The quantitative determination of IL-1β, IL-6 and TNF-α in serum were done by Diaclone ELISA kits, France. The procedures were solid phase sandwich ELISA which recognizes both natural and recombinant human IL-1β, IL-6 and TNF-α. The sensitivity of the Diaclone ELISA kits was 6.5 pg/ml, 0.81 pg/ml, and <8 pg/ml and the expected values were <6.5 pg/ml, 0.81–4.72 pg/ml, and <8 pg/ml for IL-1β, IL-6 and TNF-α, respectively.

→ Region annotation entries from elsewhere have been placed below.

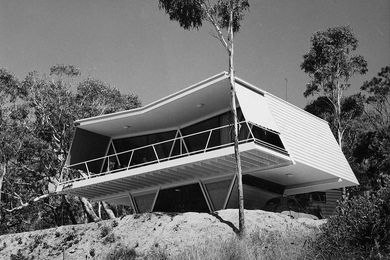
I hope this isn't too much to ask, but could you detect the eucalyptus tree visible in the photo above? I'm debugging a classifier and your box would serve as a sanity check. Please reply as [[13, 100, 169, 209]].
[[159, 0, 249, 234], [0, 65, 140, 232], [301, 26, 367, 147]]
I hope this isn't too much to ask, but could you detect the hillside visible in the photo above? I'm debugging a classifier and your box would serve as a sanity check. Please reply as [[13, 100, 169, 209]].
[[0, 209, 324, 259]]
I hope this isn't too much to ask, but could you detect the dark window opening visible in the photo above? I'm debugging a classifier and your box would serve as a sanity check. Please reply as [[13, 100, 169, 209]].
[[153, 184, 209, 212], [252, 126, 284, 149], [310, 191, 326, 203]]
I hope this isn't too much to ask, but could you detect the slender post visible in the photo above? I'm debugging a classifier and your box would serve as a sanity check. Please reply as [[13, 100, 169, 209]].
[[228, 5, 245, 236]]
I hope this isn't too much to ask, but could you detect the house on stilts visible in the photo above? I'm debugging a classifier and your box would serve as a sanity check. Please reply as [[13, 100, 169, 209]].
[[57, 72, 358, 218]]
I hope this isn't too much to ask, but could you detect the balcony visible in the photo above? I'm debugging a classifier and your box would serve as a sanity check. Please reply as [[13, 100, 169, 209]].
[[57, 121, 291, 199]]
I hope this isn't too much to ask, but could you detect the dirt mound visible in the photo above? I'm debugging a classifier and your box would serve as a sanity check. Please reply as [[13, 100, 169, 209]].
[[0, 209, 324, 259]]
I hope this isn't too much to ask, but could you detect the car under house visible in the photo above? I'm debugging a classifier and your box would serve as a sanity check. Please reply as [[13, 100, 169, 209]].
[[57, 72, 358, 214]]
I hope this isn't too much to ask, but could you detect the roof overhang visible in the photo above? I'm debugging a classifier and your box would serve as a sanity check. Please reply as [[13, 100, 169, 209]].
[[75, 72, 235, 138]]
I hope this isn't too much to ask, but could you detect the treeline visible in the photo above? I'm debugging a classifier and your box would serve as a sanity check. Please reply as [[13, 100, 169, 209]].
[[0, 65, 141, 234], [301, 26, 390, 259]]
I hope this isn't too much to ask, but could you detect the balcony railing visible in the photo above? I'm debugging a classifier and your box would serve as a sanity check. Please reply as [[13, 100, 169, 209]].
[[60, 121, 287, 185]]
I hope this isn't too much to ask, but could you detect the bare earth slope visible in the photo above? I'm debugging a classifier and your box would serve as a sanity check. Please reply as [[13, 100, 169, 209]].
[[0, 209, 324, 259]]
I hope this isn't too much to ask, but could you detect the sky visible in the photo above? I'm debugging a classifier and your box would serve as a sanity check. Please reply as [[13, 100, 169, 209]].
[[0, 0, 390, 107]]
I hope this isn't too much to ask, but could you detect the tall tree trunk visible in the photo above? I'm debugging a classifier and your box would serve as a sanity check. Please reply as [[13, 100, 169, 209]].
[[62, 195, 78, 225], [228, 6, 245, 236], [79, 197, 101, 222], [102, 201, 116, 219], [0, 162, 7, 202]]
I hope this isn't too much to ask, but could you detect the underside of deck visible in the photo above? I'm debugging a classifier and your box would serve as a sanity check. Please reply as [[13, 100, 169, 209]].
[[57, 143, 292, 200]]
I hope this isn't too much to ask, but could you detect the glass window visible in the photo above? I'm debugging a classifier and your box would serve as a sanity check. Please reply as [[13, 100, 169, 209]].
[[153, 183, 209, 212]]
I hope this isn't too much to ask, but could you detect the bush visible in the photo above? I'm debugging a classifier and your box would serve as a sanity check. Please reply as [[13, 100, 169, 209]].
[[106, 247, 137, 260], [100, 226, 111, 238], [314, 180, 390, 259]]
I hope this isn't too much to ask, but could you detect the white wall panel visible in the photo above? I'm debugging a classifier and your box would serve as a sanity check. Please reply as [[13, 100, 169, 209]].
[[236, 84, 279, 132], [265, 93, 358, 184]]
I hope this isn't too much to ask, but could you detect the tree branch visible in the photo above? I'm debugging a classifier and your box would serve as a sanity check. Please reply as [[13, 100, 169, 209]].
[[4, 193, 53, 213]]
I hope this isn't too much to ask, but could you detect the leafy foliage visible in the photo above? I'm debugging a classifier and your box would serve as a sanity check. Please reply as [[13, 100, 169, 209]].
[[159, 0, 249, 32], [301, 26, 367, 147], [315, 177, 390, 259], [301, 26, 367, 97], [0, 65, 140, 233]]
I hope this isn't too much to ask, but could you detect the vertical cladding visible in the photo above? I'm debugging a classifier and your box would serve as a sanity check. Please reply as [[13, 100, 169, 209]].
[[266, 94, 358, 184]]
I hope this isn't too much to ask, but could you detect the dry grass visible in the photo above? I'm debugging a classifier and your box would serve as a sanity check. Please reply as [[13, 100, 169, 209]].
[[148, 230, 312, 260]]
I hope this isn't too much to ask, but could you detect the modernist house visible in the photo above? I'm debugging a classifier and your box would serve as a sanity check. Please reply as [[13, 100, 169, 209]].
[[57, 72, 358, 216]]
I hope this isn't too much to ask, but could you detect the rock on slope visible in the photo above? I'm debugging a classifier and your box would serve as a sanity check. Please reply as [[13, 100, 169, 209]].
[[0, 209, 324, 259]]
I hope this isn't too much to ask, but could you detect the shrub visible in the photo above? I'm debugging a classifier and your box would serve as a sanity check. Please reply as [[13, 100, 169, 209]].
[[100, 226, 111, 238], [10, 249, 28, 260], [103, 234, 116, 245], [106, 247, 137, 260], [314, 181, 390, 259]]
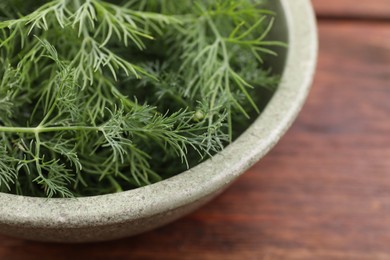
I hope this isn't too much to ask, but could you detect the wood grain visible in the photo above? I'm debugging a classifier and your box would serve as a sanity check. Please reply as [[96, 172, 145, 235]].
[[312, 0, 390, 21], [0, 3, 390, 260]]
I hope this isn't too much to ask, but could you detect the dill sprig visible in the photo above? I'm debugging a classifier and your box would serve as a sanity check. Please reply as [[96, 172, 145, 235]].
[[0, 0, 284, 197]]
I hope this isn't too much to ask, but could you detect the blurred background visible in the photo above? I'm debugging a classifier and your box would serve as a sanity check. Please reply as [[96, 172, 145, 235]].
[[0, 0, 390, 260]]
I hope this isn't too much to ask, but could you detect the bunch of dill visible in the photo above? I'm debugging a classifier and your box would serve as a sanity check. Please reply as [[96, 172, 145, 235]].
[[0, 0, 280, 197]]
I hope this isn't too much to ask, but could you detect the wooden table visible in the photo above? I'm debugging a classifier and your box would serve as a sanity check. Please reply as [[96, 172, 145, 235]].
[[0, 0, 390, 260]]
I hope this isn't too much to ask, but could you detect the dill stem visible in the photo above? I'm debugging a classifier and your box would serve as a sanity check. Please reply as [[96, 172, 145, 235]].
[[0, 126, 102, 134]]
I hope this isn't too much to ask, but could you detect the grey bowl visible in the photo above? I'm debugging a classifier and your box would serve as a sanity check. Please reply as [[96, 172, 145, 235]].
[[0, 0, 317, 243]]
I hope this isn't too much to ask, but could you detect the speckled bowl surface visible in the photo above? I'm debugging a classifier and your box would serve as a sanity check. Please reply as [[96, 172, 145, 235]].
[[0, 0, 317, 243]]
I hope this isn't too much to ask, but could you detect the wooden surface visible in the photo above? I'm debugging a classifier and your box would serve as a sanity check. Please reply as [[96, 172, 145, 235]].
[[312, 0, 390, 20], [0, 0, 390, 260]]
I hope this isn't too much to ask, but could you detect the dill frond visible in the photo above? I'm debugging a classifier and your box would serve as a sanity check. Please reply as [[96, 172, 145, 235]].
[[0, 0, 285, 197]]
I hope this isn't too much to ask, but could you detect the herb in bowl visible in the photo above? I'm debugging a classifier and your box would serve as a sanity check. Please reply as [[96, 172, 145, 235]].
[[0, 0, 284, 197]]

Medical management of patients was set according to the protocols of the ICU of Qena University Hospital for every case as needed and according to the cause of ALI/ARDS.
Sample size
Based on previously published data, we assumed confidence level of 95% to detect 15% difference in the PO2/FiO2 ratio: The sample size of 27 cases per group was calculated (GraphPad InStat 3).[12] To compensate for possible dropouts, it was decided to include 30 patients in each group.
Statistical analysis
Statistical analysis was performed using the SPSS program version 20. Continuous data are expressed as mean ± standard deviation for normally distributed data or median (interquartile range) for nonnormally distributed data. Normally distributed data were compared using unpaired t-test, and nonnormally distributed data using the rank sum test. Baseline patient's clinical characteristics in the two groups were compared using Chi-square test. The value of P < 0.05 was considered statistically significant.
Results
This study was conducted on 60 adult patients admitted to the ICU of Qena University Hospital either directly or referred from chest department. The cause of admission is shown in Table 1. The patient's characteristics were comparable in the two groups with no significant differences [Table 1].

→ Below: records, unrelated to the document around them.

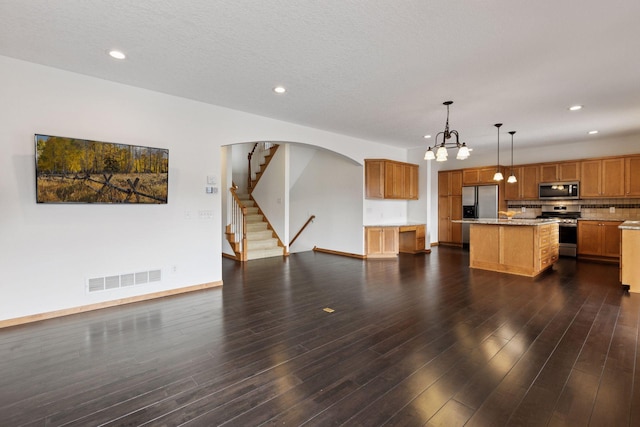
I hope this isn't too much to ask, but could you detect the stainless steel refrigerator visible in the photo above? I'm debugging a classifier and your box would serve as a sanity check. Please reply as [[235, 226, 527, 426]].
[[462, 185, 498, 245]]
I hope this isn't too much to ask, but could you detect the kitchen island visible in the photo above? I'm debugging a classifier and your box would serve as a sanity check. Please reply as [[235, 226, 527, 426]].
[[456, 219, 558, 277], [619, 221, 640, 292]]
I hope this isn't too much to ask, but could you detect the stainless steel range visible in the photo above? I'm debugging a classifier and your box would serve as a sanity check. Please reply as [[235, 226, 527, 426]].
[[538, 205, 580, 257]]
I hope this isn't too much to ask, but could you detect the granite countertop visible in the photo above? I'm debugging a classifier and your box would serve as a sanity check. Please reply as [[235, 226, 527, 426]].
[[451, 218, 560, 226], [618, 221, 640, 230], [578, 218, 627, 222], [365, 221, 426, 227]]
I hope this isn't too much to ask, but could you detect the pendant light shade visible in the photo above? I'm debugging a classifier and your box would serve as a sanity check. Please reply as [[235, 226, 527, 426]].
[[493, 123, 504, 181], [424, 101, 471, 162], [507, 130, 518, 184]]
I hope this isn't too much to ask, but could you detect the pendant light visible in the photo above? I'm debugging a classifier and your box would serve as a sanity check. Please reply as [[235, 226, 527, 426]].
[[507, 130, 518, 184], [424, 101, 470, 162], [493, 123, 504, 181]]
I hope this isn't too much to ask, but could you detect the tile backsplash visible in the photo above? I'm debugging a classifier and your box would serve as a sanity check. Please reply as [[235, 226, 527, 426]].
[[507, 199, 640, 220]]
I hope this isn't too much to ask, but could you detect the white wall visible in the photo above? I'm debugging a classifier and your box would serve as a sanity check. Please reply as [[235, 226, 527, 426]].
[[0, 57, 406, 320], [290, 145, 364, 255]]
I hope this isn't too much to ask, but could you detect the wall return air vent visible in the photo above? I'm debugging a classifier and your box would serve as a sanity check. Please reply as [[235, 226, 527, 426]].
[[87, 269, 162, 293]]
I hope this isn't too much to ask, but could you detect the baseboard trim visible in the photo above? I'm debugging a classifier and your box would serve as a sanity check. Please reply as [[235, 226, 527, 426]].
[[0, 280, 222, 329], [313, 246, 367, 259]]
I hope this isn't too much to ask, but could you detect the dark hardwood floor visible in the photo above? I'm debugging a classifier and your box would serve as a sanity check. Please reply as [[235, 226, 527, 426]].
[[0, 247, 640, 427]]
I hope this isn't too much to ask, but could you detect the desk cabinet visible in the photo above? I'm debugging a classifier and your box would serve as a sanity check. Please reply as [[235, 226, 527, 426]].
[[578, 220, 622, 262], [365, 227, 398, 258], [399, 224, 426, 254]]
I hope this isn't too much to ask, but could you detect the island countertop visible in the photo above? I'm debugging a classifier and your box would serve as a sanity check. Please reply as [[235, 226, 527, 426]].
[[451, 218, 560, 226]]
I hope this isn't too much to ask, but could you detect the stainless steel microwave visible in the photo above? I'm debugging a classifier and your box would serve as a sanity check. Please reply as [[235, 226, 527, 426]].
[[538, 181, 580, 200]]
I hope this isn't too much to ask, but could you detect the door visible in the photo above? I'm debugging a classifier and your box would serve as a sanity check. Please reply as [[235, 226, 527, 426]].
[[462, 187, 477, 206], [478, 185, 498, 218]]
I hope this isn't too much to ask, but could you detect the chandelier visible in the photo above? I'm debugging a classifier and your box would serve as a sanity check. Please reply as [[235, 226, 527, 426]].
[[424, 101, 470, 162]]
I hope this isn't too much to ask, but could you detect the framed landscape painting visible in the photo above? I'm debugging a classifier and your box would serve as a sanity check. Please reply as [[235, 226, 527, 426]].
[[35, 134, 169, 204]]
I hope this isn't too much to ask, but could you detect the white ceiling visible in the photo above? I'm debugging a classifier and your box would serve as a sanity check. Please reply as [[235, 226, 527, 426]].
[[0, 0, 640, 149]]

There were no significant differences in mean HR and mean blood pressure between the two studied groups and when compared to prenebulization data [Table 2].
Table 2.
Cardio-respiratory and ventilator parameters
Ventilator settings parameters were comparable in the two groups as no significant differences were recorded [Table 2].
Nebulized budesonide administration had led to significant decrease in peak (P = 0.021) and plateau (P = 0.032) airway pressures when compared with the other placebo group [Table 2].

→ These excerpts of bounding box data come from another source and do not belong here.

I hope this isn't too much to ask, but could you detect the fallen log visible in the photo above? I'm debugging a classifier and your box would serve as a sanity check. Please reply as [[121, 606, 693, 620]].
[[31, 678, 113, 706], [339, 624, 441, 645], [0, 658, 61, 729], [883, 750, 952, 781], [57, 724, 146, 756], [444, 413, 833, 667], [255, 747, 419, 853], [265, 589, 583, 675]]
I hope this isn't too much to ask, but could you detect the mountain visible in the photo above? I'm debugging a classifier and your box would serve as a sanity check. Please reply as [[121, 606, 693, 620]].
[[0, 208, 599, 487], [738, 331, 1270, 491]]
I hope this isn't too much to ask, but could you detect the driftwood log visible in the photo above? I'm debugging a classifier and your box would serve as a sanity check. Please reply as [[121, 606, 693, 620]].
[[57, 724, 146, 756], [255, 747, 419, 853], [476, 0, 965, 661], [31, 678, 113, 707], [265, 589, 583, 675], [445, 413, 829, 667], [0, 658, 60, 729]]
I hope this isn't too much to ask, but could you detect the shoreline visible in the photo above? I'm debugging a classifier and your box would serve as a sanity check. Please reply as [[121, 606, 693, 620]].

Oxygenation index (PaO2/FiO2) showed improvement in budesonide group (239 ± 15) compared with the placebo group (207 ± 12) with statistically significant difference (P = 0.023) [Table 2].
Regarding serum concentration of cytokines, budesonide group showed statistically significant decrease in the levels of TNF-α, IL-1β, and IL-6 compared with placebo group (TNF-α 28 ± 24 vs. 49 ± 30, IL-1β 31 ± 43 vs. 43 ± 51, and IL-6 386 ± 215 vs. 563 ± 314, respectively; P < 0.05) [Table 3].
Table 3.
Level of serum inflammatory cytokines (tumor necrosis factor-α, interleukin-1b and interleukin-6)
Discussion
The results of this study showed that budesonide nebulization significantly improved peak and plateau airway pressures and oxygenation in the form of increased PaO2/FiO2 ratio together with significant anti-inflammatory effect manifested by reducing the values of inflammatory cytokines (IL-1β, IL-6 and TNF-α) in patients with early ALI/ARDS.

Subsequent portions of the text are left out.